Files
DMCT-NOTES/unit 2/08_Decision_Tree.md
Akshat Mehta 8f8e35ae95 unit 2 added
2025-11-24 15:26:41 +05:30

1.3 KiB

Decision Tree Algorithm

A Decision Tree is like a flowchart used for making decisions. It splits data into smaller groups based on rules.

Structure

  • Root Node: The starting point.
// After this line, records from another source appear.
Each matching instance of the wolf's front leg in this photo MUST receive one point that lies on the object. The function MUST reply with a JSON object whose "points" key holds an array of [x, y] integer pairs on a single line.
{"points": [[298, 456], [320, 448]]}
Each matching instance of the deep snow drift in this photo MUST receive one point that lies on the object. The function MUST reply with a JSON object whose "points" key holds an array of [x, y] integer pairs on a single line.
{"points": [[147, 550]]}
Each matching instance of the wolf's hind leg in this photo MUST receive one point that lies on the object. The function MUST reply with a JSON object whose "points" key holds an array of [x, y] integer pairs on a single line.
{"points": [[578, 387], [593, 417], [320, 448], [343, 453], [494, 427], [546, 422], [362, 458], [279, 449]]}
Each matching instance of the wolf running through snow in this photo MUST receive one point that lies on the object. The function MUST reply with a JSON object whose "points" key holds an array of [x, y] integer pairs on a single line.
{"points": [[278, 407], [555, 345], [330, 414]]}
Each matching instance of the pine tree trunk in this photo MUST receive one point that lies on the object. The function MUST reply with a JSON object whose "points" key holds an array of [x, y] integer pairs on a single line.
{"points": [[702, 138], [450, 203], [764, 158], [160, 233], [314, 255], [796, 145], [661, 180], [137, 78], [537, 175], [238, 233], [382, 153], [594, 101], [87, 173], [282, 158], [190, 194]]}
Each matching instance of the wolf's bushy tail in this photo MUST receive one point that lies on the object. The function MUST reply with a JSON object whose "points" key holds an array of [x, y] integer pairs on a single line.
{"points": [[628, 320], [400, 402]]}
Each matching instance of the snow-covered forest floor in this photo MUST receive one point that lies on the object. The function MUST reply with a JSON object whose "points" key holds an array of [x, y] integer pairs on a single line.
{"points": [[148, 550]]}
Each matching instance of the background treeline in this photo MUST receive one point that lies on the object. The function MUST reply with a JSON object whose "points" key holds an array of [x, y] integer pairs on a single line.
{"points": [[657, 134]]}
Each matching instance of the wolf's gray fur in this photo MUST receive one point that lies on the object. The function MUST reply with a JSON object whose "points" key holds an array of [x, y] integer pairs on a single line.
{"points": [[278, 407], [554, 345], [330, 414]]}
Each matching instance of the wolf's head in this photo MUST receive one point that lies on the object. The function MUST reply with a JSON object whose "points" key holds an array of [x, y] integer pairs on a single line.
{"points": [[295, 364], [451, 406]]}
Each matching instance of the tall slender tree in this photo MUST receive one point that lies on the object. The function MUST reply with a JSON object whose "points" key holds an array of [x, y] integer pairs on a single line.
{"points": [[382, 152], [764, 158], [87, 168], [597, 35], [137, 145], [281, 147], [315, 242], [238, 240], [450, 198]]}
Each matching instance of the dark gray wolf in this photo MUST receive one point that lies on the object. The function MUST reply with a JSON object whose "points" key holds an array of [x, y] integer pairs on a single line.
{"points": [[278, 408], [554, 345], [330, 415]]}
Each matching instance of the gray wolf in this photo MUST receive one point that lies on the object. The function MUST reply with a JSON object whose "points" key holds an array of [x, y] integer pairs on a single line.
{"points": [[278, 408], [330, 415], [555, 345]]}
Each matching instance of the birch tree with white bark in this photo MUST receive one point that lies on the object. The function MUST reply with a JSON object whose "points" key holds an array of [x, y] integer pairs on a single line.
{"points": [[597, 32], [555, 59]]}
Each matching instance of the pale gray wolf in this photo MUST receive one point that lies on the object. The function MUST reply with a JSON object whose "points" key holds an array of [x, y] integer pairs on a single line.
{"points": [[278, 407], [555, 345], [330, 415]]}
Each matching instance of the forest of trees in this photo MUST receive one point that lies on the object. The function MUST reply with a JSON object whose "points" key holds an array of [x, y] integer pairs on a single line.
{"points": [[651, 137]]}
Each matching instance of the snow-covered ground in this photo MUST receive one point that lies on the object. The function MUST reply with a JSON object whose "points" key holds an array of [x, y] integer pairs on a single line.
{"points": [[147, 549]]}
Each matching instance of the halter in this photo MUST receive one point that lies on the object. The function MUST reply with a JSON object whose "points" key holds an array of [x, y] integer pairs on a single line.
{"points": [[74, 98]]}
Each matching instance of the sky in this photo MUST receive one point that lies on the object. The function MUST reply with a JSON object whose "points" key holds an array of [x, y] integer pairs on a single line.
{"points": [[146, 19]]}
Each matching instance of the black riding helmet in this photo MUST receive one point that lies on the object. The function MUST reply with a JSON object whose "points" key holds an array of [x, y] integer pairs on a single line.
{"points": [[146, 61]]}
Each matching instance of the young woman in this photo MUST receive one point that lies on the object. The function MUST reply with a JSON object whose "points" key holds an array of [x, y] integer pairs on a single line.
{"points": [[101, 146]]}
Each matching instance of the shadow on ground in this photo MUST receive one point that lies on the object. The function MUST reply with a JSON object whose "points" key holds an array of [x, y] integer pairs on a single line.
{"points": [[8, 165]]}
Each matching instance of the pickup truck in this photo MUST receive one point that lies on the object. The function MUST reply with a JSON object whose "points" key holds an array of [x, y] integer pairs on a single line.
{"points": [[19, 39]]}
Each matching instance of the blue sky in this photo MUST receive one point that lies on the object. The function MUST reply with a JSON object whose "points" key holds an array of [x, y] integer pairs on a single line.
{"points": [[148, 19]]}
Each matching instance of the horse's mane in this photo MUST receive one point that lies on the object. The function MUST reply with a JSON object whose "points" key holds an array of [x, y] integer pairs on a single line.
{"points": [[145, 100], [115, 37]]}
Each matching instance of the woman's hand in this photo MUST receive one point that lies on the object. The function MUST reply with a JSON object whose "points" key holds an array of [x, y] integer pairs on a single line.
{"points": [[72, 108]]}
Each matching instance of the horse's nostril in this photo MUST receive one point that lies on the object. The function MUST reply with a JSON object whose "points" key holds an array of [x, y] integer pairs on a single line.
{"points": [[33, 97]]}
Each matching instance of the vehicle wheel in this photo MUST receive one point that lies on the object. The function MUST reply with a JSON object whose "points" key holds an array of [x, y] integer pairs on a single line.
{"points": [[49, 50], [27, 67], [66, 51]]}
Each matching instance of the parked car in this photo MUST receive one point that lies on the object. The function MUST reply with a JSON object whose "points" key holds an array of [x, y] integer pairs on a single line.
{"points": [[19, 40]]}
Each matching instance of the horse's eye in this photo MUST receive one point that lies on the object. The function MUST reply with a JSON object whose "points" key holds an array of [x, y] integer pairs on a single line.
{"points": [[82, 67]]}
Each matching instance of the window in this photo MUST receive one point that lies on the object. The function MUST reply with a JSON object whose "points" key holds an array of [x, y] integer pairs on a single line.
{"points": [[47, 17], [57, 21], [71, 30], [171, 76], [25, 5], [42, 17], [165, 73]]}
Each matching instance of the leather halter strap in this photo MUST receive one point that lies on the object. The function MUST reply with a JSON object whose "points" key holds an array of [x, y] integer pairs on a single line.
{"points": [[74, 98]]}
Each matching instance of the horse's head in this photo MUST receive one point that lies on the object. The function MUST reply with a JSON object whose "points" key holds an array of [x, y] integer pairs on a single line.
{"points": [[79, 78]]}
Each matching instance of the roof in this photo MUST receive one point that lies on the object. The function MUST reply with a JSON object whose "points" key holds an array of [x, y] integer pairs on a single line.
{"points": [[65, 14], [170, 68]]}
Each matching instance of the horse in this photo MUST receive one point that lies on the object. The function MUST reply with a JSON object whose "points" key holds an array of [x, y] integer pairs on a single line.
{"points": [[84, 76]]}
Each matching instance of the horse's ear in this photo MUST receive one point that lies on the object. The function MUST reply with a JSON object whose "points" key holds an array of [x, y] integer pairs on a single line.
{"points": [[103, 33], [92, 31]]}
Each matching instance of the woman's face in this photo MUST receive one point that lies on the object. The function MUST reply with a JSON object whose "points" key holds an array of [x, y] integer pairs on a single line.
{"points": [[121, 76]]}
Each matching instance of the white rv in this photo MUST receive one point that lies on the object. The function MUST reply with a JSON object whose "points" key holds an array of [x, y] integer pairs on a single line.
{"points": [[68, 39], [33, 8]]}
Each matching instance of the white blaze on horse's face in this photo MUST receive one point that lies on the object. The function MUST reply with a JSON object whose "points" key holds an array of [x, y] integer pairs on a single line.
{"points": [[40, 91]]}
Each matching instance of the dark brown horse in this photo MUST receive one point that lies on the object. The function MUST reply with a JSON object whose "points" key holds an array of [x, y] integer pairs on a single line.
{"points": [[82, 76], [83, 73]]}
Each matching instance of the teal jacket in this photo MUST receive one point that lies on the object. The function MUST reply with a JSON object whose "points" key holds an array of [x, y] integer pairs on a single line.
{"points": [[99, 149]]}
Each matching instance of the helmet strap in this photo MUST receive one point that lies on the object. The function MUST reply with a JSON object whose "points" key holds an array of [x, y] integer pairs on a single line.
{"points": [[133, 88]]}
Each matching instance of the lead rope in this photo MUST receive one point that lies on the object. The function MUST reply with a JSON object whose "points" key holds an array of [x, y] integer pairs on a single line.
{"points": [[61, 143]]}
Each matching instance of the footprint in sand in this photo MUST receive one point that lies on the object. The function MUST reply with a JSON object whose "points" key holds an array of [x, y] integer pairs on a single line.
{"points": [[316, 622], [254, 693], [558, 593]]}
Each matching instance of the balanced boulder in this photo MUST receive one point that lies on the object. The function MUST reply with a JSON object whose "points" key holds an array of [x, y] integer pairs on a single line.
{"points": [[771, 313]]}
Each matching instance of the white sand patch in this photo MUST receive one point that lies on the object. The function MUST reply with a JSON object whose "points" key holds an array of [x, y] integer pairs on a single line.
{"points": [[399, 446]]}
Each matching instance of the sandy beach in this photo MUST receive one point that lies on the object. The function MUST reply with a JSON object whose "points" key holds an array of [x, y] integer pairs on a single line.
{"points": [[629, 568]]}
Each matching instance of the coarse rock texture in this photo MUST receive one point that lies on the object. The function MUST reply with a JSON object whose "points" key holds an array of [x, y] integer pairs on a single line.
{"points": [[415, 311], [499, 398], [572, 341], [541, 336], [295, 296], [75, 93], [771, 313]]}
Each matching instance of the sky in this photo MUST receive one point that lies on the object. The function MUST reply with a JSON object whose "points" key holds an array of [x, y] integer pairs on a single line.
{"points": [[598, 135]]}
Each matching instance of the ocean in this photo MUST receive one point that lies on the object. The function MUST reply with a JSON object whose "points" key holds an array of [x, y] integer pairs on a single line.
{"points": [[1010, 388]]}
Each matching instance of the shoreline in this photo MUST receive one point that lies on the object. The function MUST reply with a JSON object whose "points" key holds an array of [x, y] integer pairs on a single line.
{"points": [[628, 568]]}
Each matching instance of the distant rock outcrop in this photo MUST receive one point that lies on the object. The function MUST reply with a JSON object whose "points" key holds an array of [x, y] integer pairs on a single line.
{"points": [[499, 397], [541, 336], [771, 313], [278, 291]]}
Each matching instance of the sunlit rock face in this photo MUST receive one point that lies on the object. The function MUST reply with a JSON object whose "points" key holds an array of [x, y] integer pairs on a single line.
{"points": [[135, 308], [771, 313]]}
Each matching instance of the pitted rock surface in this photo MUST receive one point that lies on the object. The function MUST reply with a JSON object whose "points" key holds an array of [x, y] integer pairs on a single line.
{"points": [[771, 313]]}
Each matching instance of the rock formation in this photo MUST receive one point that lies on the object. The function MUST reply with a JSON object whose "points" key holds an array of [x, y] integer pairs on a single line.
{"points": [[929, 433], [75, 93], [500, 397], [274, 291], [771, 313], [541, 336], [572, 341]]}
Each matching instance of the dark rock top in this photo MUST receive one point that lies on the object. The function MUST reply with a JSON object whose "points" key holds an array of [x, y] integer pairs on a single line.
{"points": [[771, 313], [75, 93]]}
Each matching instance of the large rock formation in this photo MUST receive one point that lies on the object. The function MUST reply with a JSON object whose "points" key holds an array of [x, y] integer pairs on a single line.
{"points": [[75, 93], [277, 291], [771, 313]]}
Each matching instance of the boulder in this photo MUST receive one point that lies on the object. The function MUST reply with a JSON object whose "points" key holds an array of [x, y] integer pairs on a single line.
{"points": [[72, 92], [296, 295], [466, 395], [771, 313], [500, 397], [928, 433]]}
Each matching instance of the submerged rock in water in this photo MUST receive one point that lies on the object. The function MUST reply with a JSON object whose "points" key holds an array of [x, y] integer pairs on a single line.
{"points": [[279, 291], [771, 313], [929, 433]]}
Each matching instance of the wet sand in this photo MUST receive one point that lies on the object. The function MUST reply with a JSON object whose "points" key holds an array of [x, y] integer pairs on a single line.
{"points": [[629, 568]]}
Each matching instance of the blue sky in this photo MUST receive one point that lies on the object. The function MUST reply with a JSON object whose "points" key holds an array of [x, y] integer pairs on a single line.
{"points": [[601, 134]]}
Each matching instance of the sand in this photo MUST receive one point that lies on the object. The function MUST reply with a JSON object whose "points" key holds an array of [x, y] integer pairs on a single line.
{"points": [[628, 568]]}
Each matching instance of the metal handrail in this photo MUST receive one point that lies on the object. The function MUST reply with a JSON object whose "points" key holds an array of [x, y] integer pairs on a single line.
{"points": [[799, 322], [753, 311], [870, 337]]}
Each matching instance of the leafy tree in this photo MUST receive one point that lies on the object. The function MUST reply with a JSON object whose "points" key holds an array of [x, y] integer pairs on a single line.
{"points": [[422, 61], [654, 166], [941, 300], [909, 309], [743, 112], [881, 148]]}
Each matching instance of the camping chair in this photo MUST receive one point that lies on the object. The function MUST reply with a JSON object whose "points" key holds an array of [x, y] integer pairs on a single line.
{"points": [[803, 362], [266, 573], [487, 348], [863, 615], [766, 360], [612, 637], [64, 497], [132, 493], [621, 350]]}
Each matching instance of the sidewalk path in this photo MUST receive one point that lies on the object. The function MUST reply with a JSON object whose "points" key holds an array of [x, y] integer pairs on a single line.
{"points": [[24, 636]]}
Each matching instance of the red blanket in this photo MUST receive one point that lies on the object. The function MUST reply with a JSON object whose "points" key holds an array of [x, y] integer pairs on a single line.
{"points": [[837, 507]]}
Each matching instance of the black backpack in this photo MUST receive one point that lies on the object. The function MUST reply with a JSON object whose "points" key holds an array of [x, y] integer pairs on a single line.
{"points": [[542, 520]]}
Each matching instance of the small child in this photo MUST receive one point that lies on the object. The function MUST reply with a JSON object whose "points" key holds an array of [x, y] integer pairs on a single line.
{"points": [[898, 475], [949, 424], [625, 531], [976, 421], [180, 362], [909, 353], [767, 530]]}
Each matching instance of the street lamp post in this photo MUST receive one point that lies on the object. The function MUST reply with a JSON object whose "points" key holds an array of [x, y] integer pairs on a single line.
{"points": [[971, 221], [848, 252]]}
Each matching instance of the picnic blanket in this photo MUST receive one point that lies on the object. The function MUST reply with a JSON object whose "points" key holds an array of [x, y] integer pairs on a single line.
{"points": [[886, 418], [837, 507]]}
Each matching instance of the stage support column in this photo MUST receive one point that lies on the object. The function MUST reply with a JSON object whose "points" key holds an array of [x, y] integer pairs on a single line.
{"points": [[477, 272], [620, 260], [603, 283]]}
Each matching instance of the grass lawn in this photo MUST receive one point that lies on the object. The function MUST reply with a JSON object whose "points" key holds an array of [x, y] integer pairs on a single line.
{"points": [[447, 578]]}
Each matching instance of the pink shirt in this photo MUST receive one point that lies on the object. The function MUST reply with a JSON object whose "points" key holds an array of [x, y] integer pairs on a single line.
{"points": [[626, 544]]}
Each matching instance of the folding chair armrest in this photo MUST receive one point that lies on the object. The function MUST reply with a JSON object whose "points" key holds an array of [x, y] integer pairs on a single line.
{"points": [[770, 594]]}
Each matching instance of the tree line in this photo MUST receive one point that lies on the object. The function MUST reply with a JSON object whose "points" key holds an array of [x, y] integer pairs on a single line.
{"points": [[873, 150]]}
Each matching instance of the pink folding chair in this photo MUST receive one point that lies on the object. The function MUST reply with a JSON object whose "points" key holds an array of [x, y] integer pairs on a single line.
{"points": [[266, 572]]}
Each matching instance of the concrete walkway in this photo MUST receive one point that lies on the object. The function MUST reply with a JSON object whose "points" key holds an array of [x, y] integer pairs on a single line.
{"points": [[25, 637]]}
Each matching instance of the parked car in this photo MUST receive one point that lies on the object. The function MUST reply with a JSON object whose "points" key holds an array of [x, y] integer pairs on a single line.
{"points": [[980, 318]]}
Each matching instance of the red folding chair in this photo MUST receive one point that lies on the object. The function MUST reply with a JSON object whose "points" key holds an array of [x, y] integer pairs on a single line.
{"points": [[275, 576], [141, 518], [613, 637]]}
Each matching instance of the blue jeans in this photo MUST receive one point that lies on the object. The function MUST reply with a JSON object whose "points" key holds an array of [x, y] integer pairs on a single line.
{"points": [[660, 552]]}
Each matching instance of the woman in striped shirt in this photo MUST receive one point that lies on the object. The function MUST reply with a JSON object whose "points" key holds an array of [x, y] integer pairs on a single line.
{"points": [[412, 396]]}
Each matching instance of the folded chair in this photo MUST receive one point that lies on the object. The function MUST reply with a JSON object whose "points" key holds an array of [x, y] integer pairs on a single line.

It represents the entire dataset.
  • Decision Nodes: Points where the data is split based on a question (e.g., "Is Petal Length < 2.45?").
  • Leaf Nodes (Terminal Nodes): The final output (class label) where no more splits happen.

How it Splits Data

The tree wants to make the groups as "pure" as possible (containing only one class).

Splitting Criteria

  1. Gini Impurity (Default):

    • Measures how mixed the classes are.
    • 0 = Pure (all same class).
    • 0.5 = Impure (mixed classes).
    • The tree tries to minimize Gini.
  2. Entropy:

    • Measures disorder or randomness.
    • 0 = Pure.
    • 1 = Highly disordered.
    • The tree tries to reduce Entropy (maximize Information Gain).
  3. Information Gain:

    • The difference in Entropy before and after a split.
    • We choose the split that gives the highest Information Gain.

Parameters to Control the Tree

  • max_depth: How deep the tree can grow. (Too deep = Overfitting).
  • min_samples_split: Minimum samples needed to split a node.
  • max_features: Number of features to consider for each split.